小学校を卒業した彼は地元土浦の米穀商にて小間使いとなった。しかし文雄の夢は大きく、15の春に店を飛び出し一人横浜へ、そこで日本郵船の乗り込みコックとなった。半年間の見習い期間を経てコックとしてインド行きの船に乗り込んだ文雄は、途上のラングーン港に寄港した際に山上に燦然と輝く黄金の塔に目を奪われた。

停泊時間を利用してこの黄金の塔、シューダゴンパゴダ(シュエダゴンパゴダ/Shwedagon Pagoda)へと赴いたが、見物の間に船は出航してしまい、帰りに寄港した際に拾うのでラングーン事務所にて待機するように指示があった。
その待機中、目抜き通りを歩いていると日本神農院という看板のかかった大きな病院がありそこにふらりと入ると院長の加藤周平が出てきて、どういう経緯かはわからないが当院で働かないかと誘われた。船乗りに特に思い入れもなかった文雄は即座に当院に雇われ、薬局勤務としてラングーンで働き始めることとなる。
なお、船が予定通り再びラングーン港へ寄港した際は加藤院長が文雄を匿い、結果的に日本郵船から文雄の実家には行方不明となった旨報告がなされ、実家では葬式もあげられたという。

ラングーンの地で文雄はその才覚を発揮していく。
加藤院長はもともと東京で産婦人科を経営しており、評判の良い医者であったが堕胎罪により医師免許を剥奪されたという過去を持っていた。ただし腕には自信があり、ラングーンで開業した後もその評判から大きく繁盛していたという。
しかし加藤は開業してから5年ほどで諸事情により帰国、その際友人の野村喜祐へと経営を譲渡した。文雄は野村にも気に入られ、薬局に加えて経理も担当、病院は引き続き繁盛を続けたという。
しかし野村も3年半ほどで帰国することとなり、病院は文雄が40万円で譲り受け、日本から医者を数名呼び寄せて運営することとなった。文雄に経営の才があったのか、以降も病院は繁盛を続けここでようやく文雄は長年音信不通であった実家へと手紙を送る。
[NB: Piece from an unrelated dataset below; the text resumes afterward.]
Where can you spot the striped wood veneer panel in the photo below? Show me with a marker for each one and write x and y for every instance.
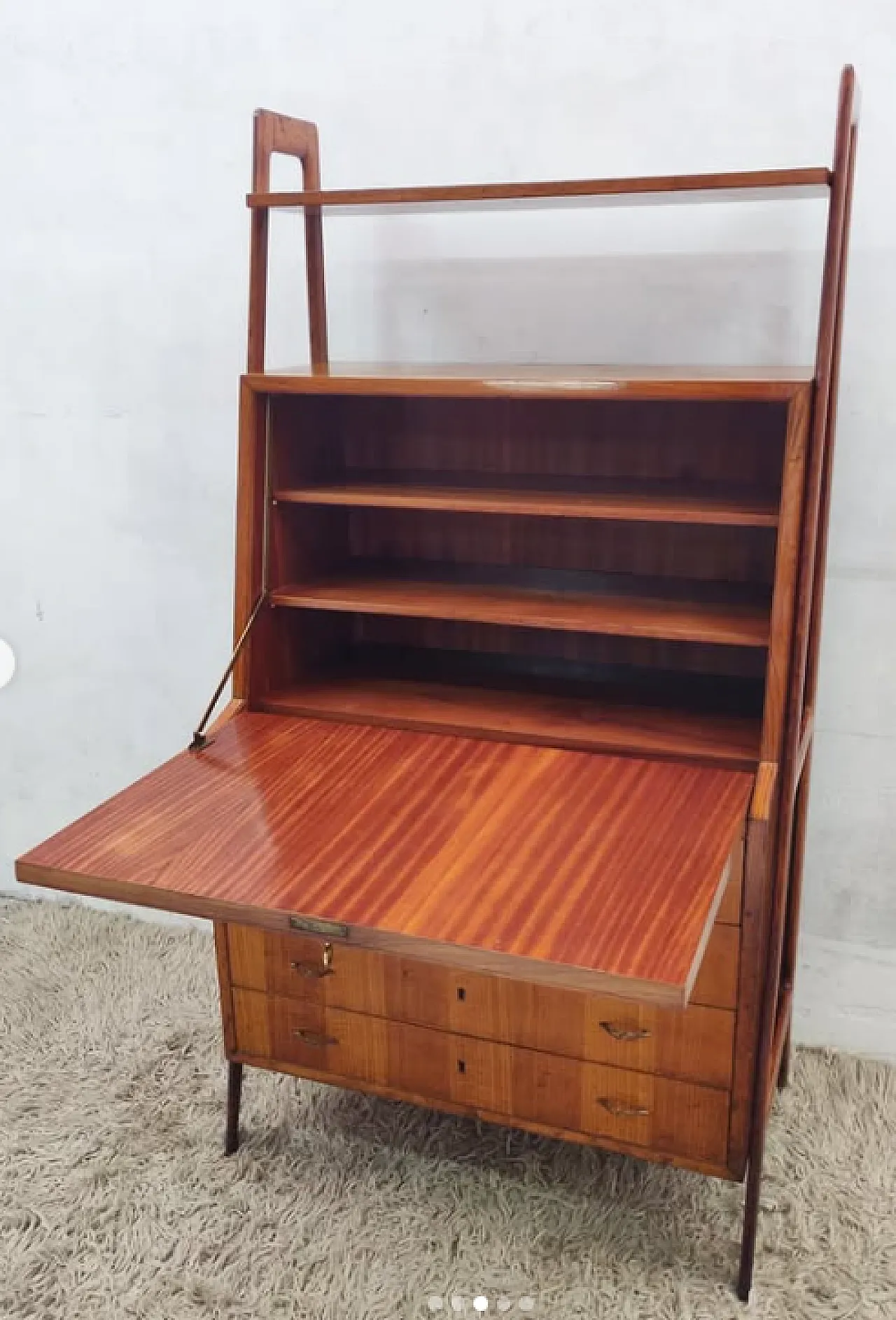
(596, 871)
住職で兄である飯山俊道をはじめ兄弟姉妹はこの知らせに喜び、次兄は当時まだ独身であった文雄のために日本で嫁探しにも着手したという。嫁ぎ先がビルマであったことからなかなか見つからなかったが、そんな中群馬県前橋市生まれの「せい」を見つけ、彼女は単身でラングーンへと渡り文雄の妻となった。15歳で土浦を飛び出した文雄も既に36歳となっていた。

さて、せいの地元前橋ではビルマに嫁いだということで「相手は黒んぼだ」、「羅紗緬(所謂外国人相手の娼婦)にならなくてもよいのに」といった根も葉もない噂が飛び交い、手紙でそのことを知った文雄はもちろん激怒した。
そして1928年(昭和3年)、そんな噂をした者たちの鼻を明かすべく夫婦で帰国し盛大な結婚披露宴を行った。
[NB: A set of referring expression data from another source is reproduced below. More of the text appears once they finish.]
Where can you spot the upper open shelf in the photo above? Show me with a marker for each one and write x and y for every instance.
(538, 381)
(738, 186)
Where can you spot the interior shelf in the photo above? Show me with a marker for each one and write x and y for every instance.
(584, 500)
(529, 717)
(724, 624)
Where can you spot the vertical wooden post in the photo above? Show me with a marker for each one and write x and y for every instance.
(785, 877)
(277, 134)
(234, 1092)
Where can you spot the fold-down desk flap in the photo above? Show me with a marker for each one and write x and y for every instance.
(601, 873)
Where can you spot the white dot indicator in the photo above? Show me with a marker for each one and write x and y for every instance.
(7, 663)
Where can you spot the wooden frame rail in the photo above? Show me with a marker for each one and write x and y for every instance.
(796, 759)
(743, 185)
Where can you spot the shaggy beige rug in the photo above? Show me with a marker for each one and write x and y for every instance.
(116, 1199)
前置きが長くなったが、ここでついに本尊である仏像の登場である。

文雄は帰国するにあたり、実家に様々な土産を用意した。
そのうちの1つがこの仏像で、もともとシュエダゴンパゴダに奉安されていたものを、新しい仏像を用意する代わりに手に入れたといわれている。
この仏像の他、経典の書かれた貝多羅葉(ばいたらよう)と応量器も持ち帰られ、兄弟姉妹には金やダイヤの指輪、文雄の母校の真壁小学校(土浦市立真壁小学校)にはワニの剥製を贈ったという。
そして前橋での披露宴には親族や地元の人間約80名を昼夜に分けて招待し豪華な披露宴を行った。その際にせいが着用した衣装はダイヤ・ルビー・オパールをちりばめた指輪や腕時計、帯留めの装飾などその総額は現在の価値で800万円にも上るようなものであったというから文雄がラングーンでいかに成功していたかがわかるだろう。
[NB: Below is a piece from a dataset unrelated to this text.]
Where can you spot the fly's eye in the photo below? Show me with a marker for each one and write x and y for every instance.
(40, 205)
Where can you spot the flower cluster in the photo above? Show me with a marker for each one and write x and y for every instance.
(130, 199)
こうして悪い噂も一掃し、夫妻は清々しい気持ちでラングーンへと戻っていった。
以降終戦まで病院を経営し巨万の富を築いたが、敗戦とともに財産は全て没収され、収容所へと抑留されることとなる。そして1946年(昭和21年)秋、着の身着のままで日本へと引き揚げてきた。

こうして華やかなビルマ生活は終わりを告げた。
しかしながら現在も持ち帰られた仏像は当寺の本尊として、また貝多羅葉と応量器も大切に保管されている。なお、このうち貝多羅葉は1974年(昭和49年)に土浦市の市指定文化財に指定された。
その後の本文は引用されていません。